複数の画像と複雑な推論ステップを含むより複雑なタスクでは、シークエンシングの効果が減少し、おそらくタスクの認知的要求が増大したためである。
- 参考スコア(独自算出の注目度): 0.0
- License: http://creativecommons.org/licenses/by-nc-nd/4.0/
- Abstract: This paper examines how the sequencing of images and text within multi-modal prompts influences the reasoning performance of large language models (LLMs). We performed empirical evaluations using three commercial LLMs. Our results demonstrate that the order in which modalities are presented can significantly affect performance, particularly in tasks of varying complexity. For simpler tasks involving a single image, modality sequencing had a clear impact on accuracy. However, in more complex tasks involving multiple images and intricate reasoning steps, the effect of sequencing diminished, likely due to the increased cognitive demands of the task. Our findings also highlight the importance of question/prompt structure. In nested and multi-step reasoning tasks, modality sequencing played a key role in shaping model performance. While LLMs excelled in the initial stages of reasoning, they struggled to re-incorporate earlier information, underscoring the challenges of multi-hop reasoning within transformer architectures. This suggests that aligning the sequence of modalities with the logical flow of reasoning steps is more critical than modality order alone. These insights offer valuable implications for improving multi-modal prompt design, with broader applications across fields such as education, medical imaging, and cross-modal learning.
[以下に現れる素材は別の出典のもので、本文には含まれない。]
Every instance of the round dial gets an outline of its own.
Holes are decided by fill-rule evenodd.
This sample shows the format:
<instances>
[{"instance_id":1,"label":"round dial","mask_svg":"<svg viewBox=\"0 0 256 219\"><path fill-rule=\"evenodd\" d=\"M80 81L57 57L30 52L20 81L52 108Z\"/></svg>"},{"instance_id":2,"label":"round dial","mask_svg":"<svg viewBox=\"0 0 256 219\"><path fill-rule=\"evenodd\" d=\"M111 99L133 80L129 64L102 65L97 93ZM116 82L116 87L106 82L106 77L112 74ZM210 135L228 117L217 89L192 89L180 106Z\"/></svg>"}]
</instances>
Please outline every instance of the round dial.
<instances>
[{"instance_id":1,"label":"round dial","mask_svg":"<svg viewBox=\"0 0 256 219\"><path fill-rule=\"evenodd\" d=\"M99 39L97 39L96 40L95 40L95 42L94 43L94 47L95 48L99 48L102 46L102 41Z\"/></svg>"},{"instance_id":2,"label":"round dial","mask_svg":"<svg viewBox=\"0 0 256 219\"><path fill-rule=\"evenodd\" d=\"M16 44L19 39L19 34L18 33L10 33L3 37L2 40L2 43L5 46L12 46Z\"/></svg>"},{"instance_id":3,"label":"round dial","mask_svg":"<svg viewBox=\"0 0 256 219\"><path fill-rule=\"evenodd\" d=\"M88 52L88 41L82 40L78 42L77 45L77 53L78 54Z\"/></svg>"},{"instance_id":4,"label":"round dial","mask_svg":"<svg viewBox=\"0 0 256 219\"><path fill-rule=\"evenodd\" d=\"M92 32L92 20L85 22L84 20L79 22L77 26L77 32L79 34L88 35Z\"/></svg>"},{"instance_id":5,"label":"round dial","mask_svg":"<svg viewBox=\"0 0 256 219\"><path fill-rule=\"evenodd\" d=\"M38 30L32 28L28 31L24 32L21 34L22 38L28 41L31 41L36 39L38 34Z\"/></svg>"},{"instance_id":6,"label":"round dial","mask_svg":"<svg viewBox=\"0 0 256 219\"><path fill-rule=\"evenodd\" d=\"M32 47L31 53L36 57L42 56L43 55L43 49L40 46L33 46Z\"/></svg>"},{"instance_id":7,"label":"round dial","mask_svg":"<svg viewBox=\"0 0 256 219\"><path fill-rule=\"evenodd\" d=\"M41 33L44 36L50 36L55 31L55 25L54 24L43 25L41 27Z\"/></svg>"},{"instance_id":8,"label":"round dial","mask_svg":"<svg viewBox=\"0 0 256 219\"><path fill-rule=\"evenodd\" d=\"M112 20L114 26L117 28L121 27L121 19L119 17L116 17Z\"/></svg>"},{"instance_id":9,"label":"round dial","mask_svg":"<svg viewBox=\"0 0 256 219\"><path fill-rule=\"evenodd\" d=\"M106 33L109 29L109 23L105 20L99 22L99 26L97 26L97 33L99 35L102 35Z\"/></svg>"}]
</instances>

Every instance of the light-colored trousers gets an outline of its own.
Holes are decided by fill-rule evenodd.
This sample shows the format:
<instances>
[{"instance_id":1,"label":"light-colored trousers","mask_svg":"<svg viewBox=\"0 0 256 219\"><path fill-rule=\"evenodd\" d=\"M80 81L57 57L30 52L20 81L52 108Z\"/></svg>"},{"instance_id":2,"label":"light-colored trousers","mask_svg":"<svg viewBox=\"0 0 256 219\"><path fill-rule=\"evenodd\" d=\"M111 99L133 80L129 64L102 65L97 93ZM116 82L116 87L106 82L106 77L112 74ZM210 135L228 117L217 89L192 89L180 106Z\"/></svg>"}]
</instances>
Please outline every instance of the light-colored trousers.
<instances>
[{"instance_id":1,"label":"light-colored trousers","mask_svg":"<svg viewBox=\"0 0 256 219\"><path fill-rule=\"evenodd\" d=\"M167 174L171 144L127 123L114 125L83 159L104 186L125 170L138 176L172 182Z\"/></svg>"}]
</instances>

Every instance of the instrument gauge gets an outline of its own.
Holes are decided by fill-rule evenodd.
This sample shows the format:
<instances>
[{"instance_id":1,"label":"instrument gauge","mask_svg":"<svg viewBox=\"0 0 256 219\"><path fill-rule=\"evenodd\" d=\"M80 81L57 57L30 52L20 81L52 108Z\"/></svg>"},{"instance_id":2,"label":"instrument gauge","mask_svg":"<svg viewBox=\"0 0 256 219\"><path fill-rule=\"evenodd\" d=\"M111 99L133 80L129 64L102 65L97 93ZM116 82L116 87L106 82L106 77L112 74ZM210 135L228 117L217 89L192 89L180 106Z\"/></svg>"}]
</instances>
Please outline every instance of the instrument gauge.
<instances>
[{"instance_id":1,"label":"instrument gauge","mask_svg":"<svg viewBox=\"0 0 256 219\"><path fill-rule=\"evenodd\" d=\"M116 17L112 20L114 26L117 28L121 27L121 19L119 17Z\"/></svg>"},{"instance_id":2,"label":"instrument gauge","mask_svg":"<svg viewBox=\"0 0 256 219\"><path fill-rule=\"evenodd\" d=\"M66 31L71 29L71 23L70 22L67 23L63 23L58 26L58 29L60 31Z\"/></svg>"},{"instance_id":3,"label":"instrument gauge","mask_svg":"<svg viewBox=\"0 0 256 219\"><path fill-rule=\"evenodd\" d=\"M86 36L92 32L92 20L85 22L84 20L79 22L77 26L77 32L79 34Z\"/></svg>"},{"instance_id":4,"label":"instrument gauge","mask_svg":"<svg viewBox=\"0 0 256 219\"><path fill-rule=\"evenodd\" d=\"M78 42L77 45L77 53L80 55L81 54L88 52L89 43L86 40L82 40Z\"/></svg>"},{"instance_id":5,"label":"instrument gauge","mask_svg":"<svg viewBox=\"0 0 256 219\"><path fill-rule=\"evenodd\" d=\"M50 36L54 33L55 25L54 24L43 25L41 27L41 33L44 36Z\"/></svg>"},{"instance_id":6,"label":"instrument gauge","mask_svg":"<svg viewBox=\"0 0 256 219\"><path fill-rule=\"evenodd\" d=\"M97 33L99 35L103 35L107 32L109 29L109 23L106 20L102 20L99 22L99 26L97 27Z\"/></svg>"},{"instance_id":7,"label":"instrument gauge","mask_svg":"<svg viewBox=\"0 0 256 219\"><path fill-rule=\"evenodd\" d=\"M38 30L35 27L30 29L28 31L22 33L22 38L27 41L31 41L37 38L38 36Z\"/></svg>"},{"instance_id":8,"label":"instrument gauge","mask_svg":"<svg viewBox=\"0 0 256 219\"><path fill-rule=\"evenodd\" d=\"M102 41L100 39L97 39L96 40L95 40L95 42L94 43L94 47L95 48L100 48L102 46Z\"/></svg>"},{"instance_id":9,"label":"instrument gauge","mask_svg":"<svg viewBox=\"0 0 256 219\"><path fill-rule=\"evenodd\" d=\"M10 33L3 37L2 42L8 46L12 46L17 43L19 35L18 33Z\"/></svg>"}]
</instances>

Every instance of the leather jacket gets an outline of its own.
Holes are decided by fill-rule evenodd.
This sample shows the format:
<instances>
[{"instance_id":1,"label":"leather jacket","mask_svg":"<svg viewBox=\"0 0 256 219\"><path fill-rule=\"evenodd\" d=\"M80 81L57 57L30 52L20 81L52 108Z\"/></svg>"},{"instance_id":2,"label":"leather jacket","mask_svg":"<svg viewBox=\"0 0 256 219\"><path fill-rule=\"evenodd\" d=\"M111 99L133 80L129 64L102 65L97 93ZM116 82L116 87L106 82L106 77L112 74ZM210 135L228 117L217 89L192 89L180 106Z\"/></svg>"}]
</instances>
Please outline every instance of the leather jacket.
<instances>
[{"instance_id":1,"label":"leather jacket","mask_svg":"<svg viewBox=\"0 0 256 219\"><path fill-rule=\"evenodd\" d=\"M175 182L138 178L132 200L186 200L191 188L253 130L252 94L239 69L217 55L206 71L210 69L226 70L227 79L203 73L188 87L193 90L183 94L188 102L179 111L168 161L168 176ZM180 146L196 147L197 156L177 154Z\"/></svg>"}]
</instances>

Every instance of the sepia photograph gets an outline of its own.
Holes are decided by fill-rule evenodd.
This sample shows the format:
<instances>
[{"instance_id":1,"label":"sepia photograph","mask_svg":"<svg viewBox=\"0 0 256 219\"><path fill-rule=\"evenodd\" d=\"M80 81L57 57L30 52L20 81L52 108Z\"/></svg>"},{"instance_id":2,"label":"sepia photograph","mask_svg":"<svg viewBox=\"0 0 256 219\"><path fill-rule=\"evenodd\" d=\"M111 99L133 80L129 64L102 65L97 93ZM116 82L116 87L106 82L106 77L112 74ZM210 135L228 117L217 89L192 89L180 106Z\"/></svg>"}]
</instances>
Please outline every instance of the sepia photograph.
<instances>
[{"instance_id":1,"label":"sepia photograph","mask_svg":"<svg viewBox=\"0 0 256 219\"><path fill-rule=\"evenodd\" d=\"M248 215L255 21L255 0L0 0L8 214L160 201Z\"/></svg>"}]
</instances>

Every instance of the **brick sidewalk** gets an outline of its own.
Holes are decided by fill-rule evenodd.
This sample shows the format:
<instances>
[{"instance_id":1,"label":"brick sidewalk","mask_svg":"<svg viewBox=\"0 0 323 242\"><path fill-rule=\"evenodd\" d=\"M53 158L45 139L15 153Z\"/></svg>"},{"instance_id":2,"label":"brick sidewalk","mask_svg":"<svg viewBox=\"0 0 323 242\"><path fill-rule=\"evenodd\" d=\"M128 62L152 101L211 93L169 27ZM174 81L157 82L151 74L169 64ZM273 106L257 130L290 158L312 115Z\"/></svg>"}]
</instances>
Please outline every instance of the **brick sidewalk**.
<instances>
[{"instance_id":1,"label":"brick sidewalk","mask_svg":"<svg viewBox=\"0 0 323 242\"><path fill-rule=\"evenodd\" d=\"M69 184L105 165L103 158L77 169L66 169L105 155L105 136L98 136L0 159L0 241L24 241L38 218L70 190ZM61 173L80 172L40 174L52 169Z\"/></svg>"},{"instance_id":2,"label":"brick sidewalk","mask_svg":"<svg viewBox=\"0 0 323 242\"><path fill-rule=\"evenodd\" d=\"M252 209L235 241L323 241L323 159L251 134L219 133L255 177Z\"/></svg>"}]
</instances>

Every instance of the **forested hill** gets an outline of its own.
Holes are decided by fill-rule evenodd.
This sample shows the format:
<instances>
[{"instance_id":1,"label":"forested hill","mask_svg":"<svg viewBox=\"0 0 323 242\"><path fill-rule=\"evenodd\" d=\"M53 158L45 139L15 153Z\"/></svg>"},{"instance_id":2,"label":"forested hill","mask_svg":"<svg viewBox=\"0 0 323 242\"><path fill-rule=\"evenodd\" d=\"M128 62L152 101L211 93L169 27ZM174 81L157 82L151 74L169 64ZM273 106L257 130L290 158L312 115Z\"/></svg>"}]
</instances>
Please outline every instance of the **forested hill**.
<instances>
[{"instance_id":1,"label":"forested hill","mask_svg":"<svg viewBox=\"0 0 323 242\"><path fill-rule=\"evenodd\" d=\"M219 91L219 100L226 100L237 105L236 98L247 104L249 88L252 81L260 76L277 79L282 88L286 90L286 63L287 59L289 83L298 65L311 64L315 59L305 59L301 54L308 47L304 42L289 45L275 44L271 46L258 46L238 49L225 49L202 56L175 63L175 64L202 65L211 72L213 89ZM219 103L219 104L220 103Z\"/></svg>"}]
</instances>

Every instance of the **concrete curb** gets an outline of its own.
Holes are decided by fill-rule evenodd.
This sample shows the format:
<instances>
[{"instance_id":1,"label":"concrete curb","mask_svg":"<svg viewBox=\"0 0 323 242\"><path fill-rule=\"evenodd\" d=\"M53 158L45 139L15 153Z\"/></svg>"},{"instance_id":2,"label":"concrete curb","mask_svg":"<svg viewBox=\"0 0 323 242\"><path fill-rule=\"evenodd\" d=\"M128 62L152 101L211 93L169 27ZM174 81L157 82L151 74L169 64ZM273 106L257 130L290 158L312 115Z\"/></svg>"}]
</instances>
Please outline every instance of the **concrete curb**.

- Abstract(参考訳): 本稿では,マルチモーダル内の画像とテキストのシークエンシングが,大規模言語モデル(LLM)の推論性能にどのように影響するかを検討する。
3種類の商用LCMを用いて経験的評価を行った。
以上の結果から,モダリティが提示される順序は,特に複雑度が変化するタスクにおいて,性能に大きく影響を及ぼす可能性が示唆された。
単一の画像を含む単純なタスクに対して、モダリティシークエンシングは精度に明確な影響を及ぼした。
しかし、複数の画像と複雑な推論ステップを含むより複雑なタスクでは、シークエンシングの効果が減少し、おそらくタスクの認知的要求が増大したためである。
また,本研究は疑問/急激な構造の重要性も強調した。
ネストおよびマルチステップの推論タスクでは、モダリティシークエンシングがモデルパフォーマンスを形成する上で重要な役割を果たした。
LLMは推論の初期の段階では優れていたが、以前の情報の再編成に苦慮し、トランスフォーマーアーキテクチャにおけるマルチホップ推論の課題を浮き彫りにした。
このことは、モダリティの列と推論ステップの論理フローとの整合性は、モダリティ順序単独よりも重要であることを示唆している。
これらの知見は、教育、医用画像、クロスモーダル・ラーニングといった分野にまたがる幅広い応用によって、マルチモーダル・プロンプト・デザインを改善する上で重要な意味を持つ。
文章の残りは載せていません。